Суриков - Татьяна Ясникова Страница 54

Книгу Суриков - Татьяна Ясникова читаем онлайн бесплатно полную версию! Чтобы начать читать не надо регистрации. Напомним, что читать онлайн вы можете не только на компьютере, но и на андроид (Android), iPhone и iPad. Приятного чтения!

Суриков - Татьяна Ясникова читать онлайн бесплатно

Суриков - Татьяна Ясникова - читать книгу онлайн бесплатно, автор Татьяна Ясникова

Мнение Льва Толстого близко тому, что в отношении «Боярыни Морозовой» высказывали газеты «Сын Отечества» и «Новое время»: нельзя историю изображать без идеализации. Действительно, если мы вспомним кровавые казни стрельцов, учиненные царем Петром, и его лубочный облик, преподнесенный народу, то становится понятно, ради чего нужна идеализация: чтобы энергично двигаться по пути прогресса, не оплакивая бесконечно жертвы тиранов. Толстой, увидевший «Морозову» на Пятнадцатой передвижной выставке в Петербурге, сумел пообщаться с Суриковым позднее, когда картина уже висела в галерее Третьякова. Случайной или намеренной была их встреча у картины, неизвестно.

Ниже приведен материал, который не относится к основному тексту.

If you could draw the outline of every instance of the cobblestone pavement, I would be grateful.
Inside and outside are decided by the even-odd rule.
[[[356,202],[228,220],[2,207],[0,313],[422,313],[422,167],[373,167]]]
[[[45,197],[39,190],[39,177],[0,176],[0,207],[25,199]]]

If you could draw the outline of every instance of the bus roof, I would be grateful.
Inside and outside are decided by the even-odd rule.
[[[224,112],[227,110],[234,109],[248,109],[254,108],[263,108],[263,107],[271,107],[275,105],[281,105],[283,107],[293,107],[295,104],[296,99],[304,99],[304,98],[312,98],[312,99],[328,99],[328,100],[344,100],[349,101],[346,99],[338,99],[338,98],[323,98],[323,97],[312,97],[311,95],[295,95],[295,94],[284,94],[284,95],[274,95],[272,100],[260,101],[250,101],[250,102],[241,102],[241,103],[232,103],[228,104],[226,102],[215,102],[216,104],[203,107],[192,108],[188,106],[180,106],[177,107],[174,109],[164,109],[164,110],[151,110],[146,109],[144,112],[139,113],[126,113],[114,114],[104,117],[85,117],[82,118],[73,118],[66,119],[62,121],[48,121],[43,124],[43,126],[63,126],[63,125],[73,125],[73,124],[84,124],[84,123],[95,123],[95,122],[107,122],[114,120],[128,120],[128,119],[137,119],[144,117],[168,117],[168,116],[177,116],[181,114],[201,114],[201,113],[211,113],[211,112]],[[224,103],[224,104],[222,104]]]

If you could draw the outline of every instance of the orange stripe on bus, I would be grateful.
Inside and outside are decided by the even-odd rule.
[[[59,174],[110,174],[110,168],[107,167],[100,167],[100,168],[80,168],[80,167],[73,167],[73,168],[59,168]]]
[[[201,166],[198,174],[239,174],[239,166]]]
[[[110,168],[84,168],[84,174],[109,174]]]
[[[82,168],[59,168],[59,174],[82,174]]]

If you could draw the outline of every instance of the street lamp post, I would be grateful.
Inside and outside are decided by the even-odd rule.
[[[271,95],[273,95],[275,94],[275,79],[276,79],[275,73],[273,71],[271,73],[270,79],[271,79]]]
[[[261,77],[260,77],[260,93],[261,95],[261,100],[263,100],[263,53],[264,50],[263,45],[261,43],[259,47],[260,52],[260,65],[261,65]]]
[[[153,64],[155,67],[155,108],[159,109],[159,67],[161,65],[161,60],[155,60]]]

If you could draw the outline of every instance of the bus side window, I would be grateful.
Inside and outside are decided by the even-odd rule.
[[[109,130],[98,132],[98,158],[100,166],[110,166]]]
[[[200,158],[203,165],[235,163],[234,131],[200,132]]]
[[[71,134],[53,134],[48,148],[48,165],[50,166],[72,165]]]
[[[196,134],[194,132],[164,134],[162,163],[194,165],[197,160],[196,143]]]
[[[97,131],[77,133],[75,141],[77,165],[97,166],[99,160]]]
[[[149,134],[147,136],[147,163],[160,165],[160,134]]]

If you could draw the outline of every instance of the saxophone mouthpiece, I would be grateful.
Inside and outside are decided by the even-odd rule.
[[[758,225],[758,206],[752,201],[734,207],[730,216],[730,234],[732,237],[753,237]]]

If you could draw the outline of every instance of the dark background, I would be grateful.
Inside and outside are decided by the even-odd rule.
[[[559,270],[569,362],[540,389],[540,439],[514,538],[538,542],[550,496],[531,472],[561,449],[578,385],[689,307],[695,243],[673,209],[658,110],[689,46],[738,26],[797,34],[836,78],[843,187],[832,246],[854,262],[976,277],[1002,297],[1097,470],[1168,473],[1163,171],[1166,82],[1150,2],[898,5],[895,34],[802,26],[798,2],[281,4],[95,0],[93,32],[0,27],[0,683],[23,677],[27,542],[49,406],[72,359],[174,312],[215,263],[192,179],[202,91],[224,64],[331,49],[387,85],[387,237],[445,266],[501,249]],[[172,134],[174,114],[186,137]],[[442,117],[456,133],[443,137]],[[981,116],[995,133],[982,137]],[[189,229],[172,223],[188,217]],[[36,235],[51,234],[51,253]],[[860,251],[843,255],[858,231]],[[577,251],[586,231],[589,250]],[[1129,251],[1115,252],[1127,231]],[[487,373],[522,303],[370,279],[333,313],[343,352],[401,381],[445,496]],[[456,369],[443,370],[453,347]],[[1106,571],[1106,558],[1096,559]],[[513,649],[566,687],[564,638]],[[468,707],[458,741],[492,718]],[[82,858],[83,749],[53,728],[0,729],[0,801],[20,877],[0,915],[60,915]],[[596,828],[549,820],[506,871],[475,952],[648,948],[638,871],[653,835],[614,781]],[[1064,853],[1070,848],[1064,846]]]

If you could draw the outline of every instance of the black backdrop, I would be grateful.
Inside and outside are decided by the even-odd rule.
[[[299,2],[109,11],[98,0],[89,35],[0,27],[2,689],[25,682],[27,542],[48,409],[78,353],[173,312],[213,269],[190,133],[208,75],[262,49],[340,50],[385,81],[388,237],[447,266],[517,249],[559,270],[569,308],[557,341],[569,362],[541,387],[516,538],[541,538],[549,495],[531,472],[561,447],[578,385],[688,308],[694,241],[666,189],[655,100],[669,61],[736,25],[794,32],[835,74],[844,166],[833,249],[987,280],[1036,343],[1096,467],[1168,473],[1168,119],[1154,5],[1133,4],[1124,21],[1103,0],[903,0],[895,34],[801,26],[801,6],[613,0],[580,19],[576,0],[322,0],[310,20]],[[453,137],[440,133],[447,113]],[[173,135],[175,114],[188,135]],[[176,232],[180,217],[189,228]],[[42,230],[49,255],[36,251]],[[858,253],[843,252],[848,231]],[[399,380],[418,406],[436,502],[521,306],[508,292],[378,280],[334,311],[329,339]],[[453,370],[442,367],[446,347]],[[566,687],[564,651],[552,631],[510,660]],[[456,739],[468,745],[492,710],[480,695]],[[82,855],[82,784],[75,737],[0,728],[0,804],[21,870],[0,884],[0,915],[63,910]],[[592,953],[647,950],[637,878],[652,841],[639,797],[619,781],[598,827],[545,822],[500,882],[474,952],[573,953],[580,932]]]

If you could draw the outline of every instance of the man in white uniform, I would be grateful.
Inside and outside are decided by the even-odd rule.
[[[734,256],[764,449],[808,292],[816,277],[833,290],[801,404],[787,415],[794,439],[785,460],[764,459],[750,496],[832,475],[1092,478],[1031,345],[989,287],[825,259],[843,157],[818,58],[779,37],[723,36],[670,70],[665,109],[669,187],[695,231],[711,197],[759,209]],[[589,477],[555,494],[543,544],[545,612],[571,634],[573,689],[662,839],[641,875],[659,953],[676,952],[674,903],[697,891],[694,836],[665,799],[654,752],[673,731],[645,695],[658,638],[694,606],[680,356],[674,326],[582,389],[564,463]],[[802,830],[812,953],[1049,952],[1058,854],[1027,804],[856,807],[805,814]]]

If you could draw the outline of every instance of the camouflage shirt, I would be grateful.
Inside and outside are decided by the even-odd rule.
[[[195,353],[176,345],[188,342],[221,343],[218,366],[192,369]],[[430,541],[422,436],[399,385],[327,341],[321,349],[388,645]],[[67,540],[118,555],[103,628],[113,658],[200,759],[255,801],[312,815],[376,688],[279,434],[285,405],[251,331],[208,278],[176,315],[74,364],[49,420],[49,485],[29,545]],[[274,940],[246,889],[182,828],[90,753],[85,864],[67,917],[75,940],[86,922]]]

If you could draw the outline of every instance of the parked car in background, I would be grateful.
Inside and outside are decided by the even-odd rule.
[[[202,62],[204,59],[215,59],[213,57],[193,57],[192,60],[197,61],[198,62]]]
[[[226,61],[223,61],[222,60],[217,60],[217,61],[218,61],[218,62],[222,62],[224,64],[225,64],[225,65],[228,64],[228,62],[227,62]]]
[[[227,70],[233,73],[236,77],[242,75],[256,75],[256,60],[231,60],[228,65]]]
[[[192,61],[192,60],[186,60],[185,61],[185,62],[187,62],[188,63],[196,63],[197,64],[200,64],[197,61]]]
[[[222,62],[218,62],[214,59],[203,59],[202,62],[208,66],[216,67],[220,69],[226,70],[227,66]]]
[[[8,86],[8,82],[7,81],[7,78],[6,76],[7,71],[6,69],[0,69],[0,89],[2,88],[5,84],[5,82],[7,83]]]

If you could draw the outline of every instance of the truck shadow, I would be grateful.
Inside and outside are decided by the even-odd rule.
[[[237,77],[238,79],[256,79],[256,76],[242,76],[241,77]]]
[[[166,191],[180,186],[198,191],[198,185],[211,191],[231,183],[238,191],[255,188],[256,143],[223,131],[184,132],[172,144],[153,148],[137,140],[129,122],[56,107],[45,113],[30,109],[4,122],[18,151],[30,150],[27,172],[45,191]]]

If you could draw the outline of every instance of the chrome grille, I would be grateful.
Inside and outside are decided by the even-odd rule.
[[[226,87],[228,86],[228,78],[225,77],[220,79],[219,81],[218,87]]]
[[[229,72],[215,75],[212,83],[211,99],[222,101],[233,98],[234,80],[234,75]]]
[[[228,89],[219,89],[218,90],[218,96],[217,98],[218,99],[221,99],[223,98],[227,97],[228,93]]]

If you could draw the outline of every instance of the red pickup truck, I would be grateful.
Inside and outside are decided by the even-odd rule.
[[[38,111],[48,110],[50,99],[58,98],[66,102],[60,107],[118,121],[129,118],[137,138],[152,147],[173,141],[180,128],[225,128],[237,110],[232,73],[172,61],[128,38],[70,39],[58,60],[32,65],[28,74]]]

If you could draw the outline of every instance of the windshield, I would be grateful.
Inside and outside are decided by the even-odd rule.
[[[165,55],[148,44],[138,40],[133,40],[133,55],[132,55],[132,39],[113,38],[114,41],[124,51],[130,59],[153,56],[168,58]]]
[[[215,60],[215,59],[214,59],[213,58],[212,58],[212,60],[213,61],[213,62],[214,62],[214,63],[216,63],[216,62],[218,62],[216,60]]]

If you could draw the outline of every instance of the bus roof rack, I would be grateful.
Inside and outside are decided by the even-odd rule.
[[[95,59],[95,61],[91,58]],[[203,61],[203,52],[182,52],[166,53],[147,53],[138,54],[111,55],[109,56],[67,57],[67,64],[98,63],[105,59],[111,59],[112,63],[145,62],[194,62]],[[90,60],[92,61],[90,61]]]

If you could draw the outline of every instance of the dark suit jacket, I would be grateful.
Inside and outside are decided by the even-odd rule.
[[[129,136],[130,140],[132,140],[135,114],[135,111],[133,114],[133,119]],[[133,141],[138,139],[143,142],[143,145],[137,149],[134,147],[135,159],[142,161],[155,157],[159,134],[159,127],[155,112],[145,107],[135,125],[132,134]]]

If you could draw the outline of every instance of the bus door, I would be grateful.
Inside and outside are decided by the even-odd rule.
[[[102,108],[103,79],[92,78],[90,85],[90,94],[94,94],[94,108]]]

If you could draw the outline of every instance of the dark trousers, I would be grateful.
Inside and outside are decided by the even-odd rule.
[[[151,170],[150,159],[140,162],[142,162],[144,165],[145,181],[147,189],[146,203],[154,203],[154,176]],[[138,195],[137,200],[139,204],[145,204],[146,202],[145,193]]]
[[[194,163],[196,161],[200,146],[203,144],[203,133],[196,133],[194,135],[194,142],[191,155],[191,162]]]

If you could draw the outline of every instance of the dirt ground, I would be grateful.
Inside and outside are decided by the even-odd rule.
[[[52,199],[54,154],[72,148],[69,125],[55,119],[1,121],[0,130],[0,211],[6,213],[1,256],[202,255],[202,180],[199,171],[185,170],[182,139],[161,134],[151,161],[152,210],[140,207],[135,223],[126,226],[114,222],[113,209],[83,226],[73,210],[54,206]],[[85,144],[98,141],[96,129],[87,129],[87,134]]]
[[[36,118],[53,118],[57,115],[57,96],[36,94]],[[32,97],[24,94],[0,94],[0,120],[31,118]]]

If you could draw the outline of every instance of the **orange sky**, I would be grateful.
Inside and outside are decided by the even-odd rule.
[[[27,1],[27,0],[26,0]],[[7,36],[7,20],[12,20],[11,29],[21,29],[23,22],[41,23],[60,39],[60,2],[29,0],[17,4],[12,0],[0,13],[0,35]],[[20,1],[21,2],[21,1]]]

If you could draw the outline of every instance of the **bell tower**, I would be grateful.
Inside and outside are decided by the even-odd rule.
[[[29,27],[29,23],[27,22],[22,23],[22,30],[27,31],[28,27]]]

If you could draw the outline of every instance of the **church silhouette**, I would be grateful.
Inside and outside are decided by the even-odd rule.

«Я спрашивал художника: почему вы сами избрали для картины страдания староверки? Разве вы сами тоже последователь старой веры? «Нет», — отвечал художник. Тогда я спросил дальше, почему вы не изображаете ту веру, которую сами исповедуете? Почему вы выражаете ту веру, к которой привержены другие? Об этом самом мне часто хочется спросить и современных писателей»…

Суриков не ответил Толстому на его вопрос. Камни московские донесли до него сюжет и дух полотна? Сам воздух старой столицы? Он говорил это в связи со «Стрельцами». «Венчание» художника с боярыней произошло таинственным образом, а Толстой и Суриков все же были реалисты и не находили нужным развивать мысли о не поддающемся объяснению.

Первого же марта появилась большая статья знаменитого Стасова, отмолчавшегося о «Стрельцах» и «Меншикове в Березове». Критик простаивал перед «Боярыней Морозовой» часами. Картина не отпускала его от себя.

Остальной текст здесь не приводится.